Die Henrichshütte ist heute ebenso ein ERIH-Ankerpunkt wie die von 1898 bis 1904 errichtete Zeche Zollern. Die prachtbeladene Musteranlage mit ihren zinnenbewehrten Giebeln und der auf Hochglanz polierten Maschinenhalle samt Jugendstilportal lockte schon zu ihrer Bauzeit zahlreiche Besucher an. Als moderner Erlebnisort der Industriekultur vermittelt sie neben architektonischen Highlights auch einen authentischen Einblick in die harte Arbeitswelt der Bergleute. Komplementär dazu veranschaulicht der Landschaftspark Duisburg-Nord die Technologien und Arbeitsabläufe eines Hochofenwerks, das August Thyssen ab 1901 im Duisburger Stadtteil Meiderich bauen ließ. Was diesen ERIH-Ankerpunkt auszeichnet, ist die Umwandlung des gewaltigen einstigen Industrieareals in eine einzigartige Parklandschaft mit 28 Kilometern Wander- und Radwegen, einem Klettergarten in der Erzbunkeranlage, dem zum größten künstlichen Tauchgewässer Europas umfunktionierten Gasometer und vielen Attraktionen mehr.
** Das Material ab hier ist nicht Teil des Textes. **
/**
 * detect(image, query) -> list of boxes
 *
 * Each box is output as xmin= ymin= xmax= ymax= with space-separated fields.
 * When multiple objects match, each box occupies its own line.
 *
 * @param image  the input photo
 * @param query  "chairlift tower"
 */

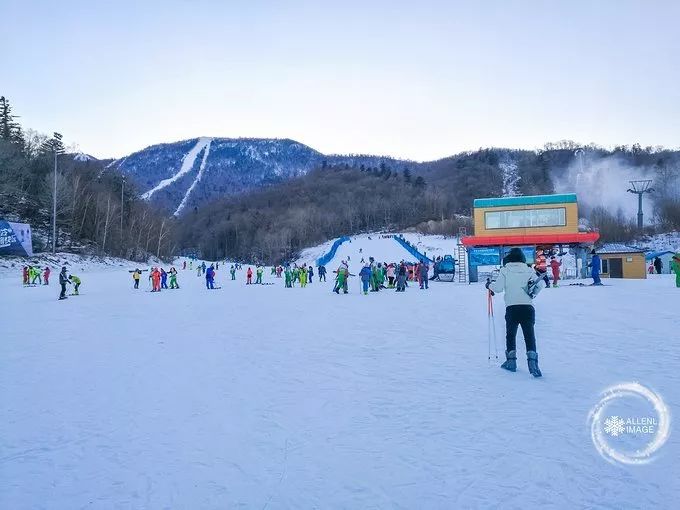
xmin=627 ymin=179 xmax=654 ymax=230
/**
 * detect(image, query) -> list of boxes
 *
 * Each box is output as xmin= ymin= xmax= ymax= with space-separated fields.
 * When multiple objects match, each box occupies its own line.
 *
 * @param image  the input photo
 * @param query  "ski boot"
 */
xmin=527 ymin=351 xmax=543 ymax=377
xmin=501 ymin=351 xmax=517 ymax=372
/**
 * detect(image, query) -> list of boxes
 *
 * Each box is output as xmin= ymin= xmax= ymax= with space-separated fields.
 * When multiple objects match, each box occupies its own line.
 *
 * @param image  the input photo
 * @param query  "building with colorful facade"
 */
xmin=461 ymin=193 xmax=600 ymax=282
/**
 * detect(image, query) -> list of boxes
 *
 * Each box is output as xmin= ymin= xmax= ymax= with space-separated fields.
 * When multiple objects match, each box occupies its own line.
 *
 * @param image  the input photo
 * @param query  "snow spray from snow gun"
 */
xmin=486 ymin=286 xmax=498 ymax=364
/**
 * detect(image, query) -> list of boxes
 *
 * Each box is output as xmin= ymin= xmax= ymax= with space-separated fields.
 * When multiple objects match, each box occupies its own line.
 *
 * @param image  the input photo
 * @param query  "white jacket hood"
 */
xmin=489 ymin=262 xmax=542 ymax=306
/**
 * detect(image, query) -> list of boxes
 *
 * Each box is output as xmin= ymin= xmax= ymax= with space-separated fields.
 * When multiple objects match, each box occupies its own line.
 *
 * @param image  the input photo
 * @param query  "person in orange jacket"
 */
xmin=550 ymin=255 xmax=562 ymax=287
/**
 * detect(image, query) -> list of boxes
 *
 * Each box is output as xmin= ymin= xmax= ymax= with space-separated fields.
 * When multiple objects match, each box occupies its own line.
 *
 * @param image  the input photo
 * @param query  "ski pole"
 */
xmin=487 ymin=290 xmax=498 ymax=363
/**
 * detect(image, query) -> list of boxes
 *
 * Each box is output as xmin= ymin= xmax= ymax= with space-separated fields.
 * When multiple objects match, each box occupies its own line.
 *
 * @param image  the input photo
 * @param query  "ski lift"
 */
xmin=435 ymin=255 xmax=456 ymax=282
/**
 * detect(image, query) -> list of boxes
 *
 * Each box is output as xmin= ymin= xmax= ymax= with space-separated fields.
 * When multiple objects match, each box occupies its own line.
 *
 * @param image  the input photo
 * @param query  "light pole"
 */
xmin=626 ymin=179 xmax=654 ymax=230
xmin=120 ymin=176 xmax=125 ymax=234
xmin=52 ymin=139 xmax=57 ymax=253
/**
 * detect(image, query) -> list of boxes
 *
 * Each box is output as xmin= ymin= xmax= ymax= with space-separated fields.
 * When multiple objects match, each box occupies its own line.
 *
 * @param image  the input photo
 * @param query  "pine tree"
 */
xmin=40 ymin=132 xmax=66 ymax=154
xmin=0 ymin=96 xmax=24 ymax=144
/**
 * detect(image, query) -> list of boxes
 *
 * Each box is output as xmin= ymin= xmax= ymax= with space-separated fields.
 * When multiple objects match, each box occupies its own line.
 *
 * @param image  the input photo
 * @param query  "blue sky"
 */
xmin=0 ymin=0 xmax=680 ymax=160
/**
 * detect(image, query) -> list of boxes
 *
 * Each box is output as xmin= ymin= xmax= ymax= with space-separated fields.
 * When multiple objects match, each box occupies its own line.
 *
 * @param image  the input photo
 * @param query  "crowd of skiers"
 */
xmin=23 ymin=266 xmax=52 ymax=287
xmin=340 ymin=257 xmax=430 ymax=294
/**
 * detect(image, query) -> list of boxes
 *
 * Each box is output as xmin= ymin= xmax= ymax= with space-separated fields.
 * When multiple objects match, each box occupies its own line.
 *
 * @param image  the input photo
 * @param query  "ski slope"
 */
xmin=297 ymin=233 xmax=457 ymax=274
xmin=0 ymin=253 xmax=680 ymax=510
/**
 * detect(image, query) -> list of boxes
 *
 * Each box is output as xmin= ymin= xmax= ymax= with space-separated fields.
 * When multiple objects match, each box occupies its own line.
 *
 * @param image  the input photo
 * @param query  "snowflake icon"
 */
xmin=604 ymin=416 xmax=626 ymax=437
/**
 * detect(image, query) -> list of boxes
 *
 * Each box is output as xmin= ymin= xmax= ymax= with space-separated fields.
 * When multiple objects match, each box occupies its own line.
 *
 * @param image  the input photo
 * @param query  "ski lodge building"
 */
xmin=461 ymin=193 xmax=600 ymax=282
xmin=597 ymin=243 xmax=647 ymax=279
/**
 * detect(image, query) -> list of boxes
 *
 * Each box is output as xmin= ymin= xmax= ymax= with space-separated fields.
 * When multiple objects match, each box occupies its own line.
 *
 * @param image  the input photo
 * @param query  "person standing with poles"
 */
xmin=486 ymin=248 xmax=543 ymax=377
xmin=588 ymin=248 xmax=602 ymax=285
xmin=59 ymin=266 xmax=71 ymax=300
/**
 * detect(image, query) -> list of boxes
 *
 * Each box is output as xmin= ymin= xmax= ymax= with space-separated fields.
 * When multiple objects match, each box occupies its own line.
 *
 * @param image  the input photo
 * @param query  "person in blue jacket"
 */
xmin=205 ymin=264 xmax=215 ymax=289
xmin=359 ymin=263 xmax=372 ymax=294
xmin=588 ymin=248 xmax=602 ymax=285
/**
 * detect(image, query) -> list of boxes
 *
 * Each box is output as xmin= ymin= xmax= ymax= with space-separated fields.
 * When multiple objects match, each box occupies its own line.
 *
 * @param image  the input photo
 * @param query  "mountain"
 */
xmin=107 ymin=137 xmax=416 ymax=216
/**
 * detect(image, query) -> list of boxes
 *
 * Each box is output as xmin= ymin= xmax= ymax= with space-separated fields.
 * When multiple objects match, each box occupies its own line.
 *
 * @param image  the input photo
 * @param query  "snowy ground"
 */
xmin=297 ymin=233 xmax=457 ymax=274
xmin=0 ymin=249 xmax=680 ymax=510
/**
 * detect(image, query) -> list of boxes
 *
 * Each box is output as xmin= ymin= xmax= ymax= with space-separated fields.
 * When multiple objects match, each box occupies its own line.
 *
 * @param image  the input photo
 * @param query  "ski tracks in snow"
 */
xmin=174 ymin=138 xmax=212 ymax=216
xmin=142 ymin=137 xmax=212 ymax=201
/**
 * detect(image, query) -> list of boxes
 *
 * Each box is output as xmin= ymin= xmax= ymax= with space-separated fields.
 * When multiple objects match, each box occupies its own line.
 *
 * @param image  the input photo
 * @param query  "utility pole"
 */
xmin=626 ymin=179 xmax=654 ymax=230
xmin=574 ymin=149 xmax=585 ymax=186
xmin=52 ymin=133 xmax=61 ymax=253
xmin=120 ymin=176 xmax=125 ymax=239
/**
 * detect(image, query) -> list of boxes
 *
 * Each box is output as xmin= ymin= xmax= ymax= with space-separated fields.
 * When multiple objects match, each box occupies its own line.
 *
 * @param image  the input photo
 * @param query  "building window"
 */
xmin=484 ymin=207 xmax=567 ymax=230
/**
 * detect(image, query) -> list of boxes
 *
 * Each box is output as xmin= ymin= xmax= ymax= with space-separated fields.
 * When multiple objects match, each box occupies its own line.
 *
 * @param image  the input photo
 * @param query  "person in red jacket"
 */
xmin=550 ymin=256 xmax=562 ymax=287
xmin=151 ymin=267 xmax=161 ymax=292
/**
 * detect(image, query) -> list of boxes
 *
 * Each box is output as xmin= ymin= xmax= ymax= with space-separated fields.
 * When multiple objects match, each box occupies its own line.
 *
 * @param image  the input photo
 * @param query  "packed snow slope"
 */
xmin=0 ymin=264 xmax=680 ymax=510
xmin=297 ymin=233 xmax=457 ymax=274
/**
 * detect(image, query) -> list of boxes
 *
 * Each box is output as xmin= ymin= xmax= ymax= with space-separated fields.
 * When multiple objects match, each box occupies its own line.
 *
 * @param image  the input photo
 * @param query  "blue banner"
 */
xmin=469 ymin=248 xmax=501 ymax=266
xmin=0 ymin=220 xmax=33 ymax=257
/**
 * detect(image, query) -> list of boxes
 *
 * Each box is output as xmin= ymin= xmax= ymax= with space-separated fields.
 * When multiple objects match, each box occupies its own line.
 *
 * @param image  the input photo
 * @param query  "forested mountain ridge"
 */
xmin=107 ymin=137 xmax=408 ymax=216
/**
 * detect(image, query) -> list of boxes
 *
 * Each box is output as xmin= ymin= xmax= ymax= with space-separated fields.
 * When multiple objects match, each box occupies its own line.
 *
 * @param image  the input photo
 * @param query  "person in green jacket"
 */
xmin=671 ymin=252 xmax=680 ymax=289
xmin=170 ymin=267 xmax=179 ymax=289
xmin=333 ymin=260 xmax=349 ymax=294
xmin=68 ymin=274 xmax=80 ymax=296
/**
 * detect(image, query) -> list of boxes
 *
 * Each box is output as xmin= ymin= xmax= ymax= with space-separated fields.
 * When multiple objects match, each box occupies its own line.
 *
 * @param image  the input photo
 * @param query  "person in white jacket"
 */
xmin=486 ymin=248 xmax=543 ymax=377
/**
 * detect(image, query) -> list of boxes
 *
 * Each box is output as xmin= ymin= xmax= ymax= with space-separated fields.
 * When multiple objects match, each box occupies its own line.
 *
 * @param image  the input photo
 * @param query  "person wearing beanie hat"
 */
xmin=486 ymin=248 xmax=543 ymax=377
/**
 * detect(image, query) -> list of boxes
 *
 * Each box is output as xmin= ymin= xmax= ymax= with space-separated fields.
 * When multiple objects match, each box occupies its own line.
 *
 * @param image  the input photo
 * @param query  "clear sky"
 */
xmin=0 ymin=0 xmax=680 ymax=160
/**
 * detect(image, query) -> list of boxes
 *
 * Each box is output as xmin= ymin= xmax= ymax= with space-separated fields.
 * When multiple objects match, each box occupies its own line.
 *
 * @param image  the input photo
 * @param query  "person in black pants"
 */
xmin=59 ymin=266 xmax=69 ymax=299
xmin=486 ymin=248 xmax=543 ymax=377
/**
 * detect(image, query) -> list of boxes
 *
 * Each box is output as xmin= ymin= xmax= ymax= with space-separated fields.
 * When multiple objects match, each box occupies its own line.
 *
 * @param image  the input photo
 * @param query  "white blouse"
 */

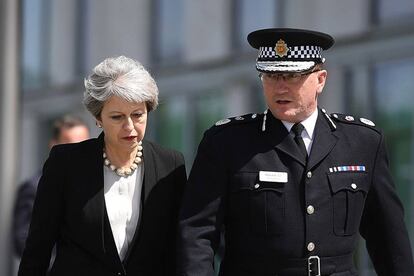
xmin=104 ymin=163 xmax=144 ymax=261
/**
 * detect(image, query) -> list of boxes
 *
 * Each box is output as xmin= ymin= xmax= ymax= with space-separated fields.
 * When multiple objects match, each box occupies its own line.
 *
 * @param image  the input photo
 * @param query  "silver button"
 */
xmin=307 ymin=242 xmax=315 ymax=251
xmin=306 ymin=205 xmax=315 ymax=215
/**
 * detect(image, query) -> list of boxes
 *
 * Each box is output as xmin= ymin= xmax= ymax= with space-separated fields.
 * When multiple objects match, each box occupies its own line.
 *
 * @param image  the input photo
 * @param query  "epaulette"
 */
xmin=212 ymin=113 xmax=259 ymax=128
xmin=330 ymin=113 xmax=376 ymax=130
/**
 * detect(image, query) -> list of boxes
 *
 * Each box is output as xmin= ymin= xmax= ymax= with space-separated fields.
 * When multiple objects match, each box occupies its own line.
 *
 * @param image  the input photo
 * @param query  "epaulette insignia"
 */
xmin=214 ymin=119 xmax=231 ymax=126
xmin=359 ymin=118 xmax=375 ymax=126
xmin=214 ymin=113 xmax=257 ymax=126
xmin=331 ymin=113 xmax=375 ymax=127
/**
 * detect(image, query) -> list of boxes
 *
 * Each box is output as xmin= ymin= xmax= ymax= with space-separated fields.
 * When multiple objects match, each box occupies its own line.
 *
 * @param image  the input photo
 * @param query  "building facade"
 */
xmin=0 ymin=0 xmax=414 ymax=275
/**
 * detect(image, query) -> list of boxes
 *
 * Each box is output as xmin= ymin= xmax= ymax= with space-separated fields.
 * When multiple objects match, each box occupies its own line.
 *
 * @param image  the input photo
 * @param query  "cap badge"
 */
xmin=275 ymin=39 xmax=289 ymax=57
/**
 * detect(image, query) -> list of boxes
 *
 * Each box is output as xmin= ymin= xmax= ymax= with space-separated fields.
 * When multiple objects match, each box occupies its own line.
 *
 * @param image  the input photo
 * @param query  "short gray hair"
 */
xmin=83 ymin=56 xmax=158 ymax=118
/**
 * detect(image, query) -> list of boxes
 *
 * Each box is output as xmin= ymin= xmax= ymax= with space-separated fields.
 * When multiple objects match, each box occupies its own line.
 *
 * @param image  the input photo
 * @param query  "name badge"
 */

Stellvertretend für die vielen Großanlagen, die zwischen 1926 und 1929 überall im Ruhrgebiet entstanden, um den Kokshunger der boomenden Stahlindustrie zu stillen, steht der ERIH-Standort Kokerei Hansa. Zu Betriebszeiten waren die von Teerdunst und Kohlestaub umlagerten, auf über 1.000 Grad aufgeheizten Koksöfen ein nie ruhendes Inferno – und für Außenstehende eine „verbotene Stadt“. Heute beherrschen Rostrot und Birkengrün das Bild – die Natur erobert das Terrain zurück – und der Panoramablick vom 40 Meter hohen Kohlenbunker gehört zu den Höhepunkten eines Besuchs. Tiefgreifende Veränderungen verzeichnet auch das ERIH-Mitglied Zeche Ewald | Landschaftspark Hoheward: Aus einer der produktivsten Zechen des Ruhrgebiets mit ihrer markanten Architektur aus verschiedenen Epochen ist ein „Zukunftsstandort“ geworden, der moderne Industrieansiedlungen wie das Wasserstoff-Kompetenzzentrum mit Europas größter Bergehaldenlandschaft verbindet. Die – der sogenannte Landschaftspark Hoheward – liegt gleich nebenan und überrascht Besucher mit einem Astronomischen Park, der antike Methoden der Zeitbestimmung erfahrbar macht.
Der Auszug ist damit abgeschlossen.